Edit: Will be taking a deeper look at this issue this weekend. I'm working on a bot that will only use stockfish if it cannot find a move in the db for the given position. The idea is you can select an elo range and opening and the bot will randomly select a move from a game a human played as close to the range and opening. Obviously, I'm going to need millions of games in the DB. Finally, putting all these enterprise scaling skill to something a little more fun than the average business app.

MichaelLeeHobbs commented 3 years ago

OpeningTree splits pgn's into individual pgn's and parses them one at a time. See: https://github.com/openingtree/openingtree/blob/master/src/app/iterator/IteratorUtils.js If one fails it logs the event and moves to the next. I'm assuming this slows down the overall parse. I'm thinking you could do something similar as a option.

...
parse(pgnStr, {individual: true}) // where individual defaults to false and could be true/false

Could have a fallback option where it first tried to parse the whole pgn string then falls back to individual. I'll come back to this latter. Would like to get the bot working first to see if the concept is viable.

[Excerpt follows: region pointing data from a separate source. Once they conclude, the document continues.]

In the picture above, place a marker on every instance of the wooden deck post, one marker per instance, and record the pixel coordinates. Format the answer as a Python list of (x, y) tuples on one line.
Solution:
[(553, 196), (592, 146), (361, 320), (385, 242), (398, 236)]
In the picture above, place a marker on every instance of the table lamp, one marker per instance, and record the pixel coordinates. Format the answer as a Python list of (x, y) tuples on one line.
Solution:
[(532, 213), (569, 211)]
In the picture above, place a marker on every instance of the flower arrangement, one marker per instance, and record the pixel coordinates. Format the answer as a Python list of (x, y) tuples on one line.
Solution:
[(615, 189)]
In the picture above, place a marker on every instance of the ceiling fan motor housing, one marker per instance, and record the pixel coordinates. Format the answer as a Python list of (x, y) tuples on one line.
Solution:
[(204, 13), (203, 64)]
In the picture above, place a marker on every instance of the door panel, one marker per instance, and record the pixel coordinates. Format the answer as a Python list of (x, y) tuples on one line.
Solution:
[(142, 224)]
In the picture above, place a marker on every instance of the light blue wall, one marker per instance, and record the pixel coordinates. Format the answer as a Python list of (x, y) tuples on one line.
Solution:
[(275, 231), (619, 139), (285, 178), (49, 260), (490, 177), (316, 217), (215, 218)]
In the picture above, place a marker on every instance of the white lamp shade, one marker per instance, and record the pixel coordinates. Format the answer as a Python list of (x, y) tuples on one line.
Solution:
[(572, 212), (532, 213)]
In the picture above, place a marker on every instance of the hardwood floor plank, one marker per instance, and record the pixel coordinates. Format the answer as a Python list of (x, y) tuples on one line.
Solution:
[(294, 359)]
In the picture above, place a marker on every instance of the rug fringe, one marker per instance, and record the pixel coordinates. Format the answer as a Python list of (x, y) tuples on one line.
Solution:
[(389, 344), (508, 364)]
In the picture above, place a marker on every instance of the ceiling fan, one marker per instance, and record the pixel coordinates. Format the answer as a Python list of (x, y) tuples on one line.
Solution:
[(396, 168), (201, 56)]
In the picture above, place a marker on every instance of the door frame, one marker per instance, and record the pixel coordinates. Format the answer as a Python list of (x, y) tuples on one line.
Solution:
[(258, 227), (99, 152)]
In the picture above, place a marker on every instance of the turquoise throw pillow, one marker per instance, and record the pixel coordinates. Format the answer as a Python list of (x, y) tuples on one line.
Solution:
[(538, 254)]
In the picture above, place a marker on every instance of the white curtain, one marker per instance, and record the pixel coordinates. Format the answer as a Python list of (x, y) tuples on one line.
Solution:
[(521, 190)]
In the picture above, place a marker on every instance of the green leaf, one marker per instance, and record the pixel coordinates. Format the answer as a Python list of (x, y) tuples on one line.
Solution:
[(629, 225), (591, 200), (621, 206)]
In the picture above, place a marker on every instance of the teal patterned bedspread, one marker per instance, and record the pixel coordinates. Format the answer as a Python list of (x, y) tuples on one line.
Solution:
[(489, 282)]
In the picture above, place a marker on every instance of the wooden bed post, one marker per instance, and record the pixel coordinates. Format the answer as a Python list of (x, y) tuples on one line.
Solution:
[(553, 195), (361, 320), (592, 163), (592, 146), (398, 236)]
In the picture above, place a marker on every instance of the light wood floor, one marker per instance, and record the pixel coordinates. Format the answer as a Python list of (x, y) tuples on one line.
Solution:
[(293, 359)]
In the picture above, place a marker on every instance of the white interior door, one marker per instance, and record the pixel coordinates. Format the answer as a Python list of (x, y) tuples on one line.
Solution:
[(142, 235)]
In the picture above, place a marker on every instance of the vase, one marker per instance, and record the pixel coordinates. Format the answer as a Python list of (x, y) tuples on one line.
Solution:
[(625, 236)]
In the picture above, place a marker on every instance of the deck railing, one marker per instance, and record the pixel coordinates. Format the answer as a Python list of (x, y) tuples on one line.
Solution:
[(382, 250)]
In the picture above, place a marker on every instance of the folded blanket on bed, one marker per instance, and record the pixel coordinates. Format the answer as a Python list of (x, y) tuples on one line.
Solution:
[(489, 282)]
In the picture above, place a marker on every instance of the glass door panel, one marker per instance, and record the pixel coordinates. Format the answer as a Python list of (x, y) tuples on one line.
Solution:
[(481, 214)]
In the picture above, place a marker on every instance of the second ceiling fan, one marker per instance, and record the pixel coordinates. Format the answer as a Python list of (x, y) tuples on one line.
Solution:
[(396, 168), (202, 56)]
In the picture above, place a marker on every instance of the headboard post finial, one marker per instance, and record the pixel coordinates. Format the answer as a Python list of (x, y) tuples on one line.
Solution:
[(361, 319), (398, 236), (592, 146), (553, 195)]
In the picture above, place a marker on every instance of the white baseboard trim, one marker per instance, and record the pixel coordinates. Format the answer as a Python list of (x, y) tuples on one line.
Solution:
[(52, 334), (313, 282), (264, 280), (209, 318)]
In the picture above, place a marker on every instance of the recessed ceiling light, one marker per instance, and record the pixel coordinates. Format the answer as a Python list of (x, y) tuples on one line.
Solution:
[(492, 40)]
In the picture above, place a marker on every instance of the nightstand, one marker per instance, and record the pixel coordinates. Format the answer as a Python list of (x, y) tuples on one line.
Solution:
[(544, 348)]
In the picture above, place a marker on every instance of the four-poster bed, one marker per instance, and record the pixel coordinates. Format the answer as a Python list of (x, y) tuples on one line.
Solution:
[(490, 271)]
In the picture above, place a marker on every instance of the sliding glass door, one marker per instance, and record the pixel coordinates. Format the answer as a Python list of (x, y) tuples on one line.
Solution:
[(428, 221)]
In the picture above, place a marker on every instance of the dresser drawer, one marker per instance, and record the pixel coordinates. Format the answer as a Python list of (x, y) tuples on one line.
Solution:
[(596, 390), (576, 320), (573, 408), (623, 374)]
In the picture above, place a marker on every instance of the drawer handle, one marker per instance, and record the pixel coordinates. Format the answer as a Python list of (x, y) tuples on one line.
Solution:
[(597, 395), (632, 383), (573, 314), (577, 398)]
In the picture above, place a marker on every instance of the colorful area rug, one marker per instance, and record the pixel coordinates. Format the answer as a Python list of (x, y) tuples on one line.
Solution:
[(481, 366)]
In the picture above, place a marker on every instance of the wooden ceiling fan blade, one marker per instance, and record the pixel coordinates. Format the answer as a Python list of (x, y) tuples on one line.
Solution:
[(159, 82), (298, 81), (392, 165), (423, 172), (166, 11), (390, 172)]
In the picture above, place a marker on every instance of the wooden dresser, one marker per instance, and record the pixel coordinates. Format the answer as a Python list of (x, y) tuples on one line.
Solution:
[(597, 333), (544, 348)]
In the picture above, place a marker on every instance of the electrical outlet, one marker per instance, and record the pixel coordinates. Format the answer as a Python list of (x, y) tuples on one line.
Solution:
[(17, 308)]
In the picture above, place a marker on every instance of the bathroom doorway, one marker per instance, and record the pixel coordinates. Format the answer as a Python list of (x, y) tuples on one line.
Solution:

MichaelLeeHobbs commented 3 years ago

I download all my games from chess.com and noticed the cleaner was removing @. After investigation I found the following

  1. @f4 {[%clk 0:04:34.7]} 6... N@a6 {[%clk 0:04:10.9]}

So the cleaner was doing it's job correctly as I can find nothing on that notation in http://www.saremba.de/chessgml/standards/pgn/pgn-complete.htm or Chess.com's own notation guide.

Edit: I found the reason [Variant "Crazyhouse"]. Maybe have the parser check for the Variant tag and if found it skips?

mliebelt commented 3 years ago

As described in #73 the job would be much easier if things would not be globally mixed up:

  1. Split games, each game into tags and pgn.
  2. Use the parser to read what you need (the parser is able to read the N@f3 notation already).
  3. Only clean up what is necessary to do.

I first would like to see the many different things that break, before doing a cleanup that may break much more without a need.

See #74 how to implement this idea.

MichaelLeeHobbs commented 3 years ago

Parser throws on @Nf3 btw.

mliebelt commented 3 years ago

Sorry, that is the wrong notation. The notation looks like this: 1. e4 e5 2. Nf3 Nf6 3. Nxe5 d6 4. Nxf7 Kxf7 5. Bc4+ d5 6. exd5 N@d6

So first figure, then drop symbol, then column and row.

MichaelLeeHobbs commented 3 years ago

That is annoying. Didn't think about the notation being out of order.

MichaelLeeHobbs commented 3 years ago

I've dropped the pull request. I'm ending up with a lot of pgn tools. Going to make a pgn tools repo later this week and put it in there.

mliebelt commented 3 years ago

Ok, the proposal of cleaning "dirty" pgn files should be the following:

  1. Split the games first.
  2. Parse the games individually, and react accordingly.
  3. Make the grammar as robust as possible, and allow to read from the result problematic parts of the pgn (works with tags well, does not work well with the SAN notation itself).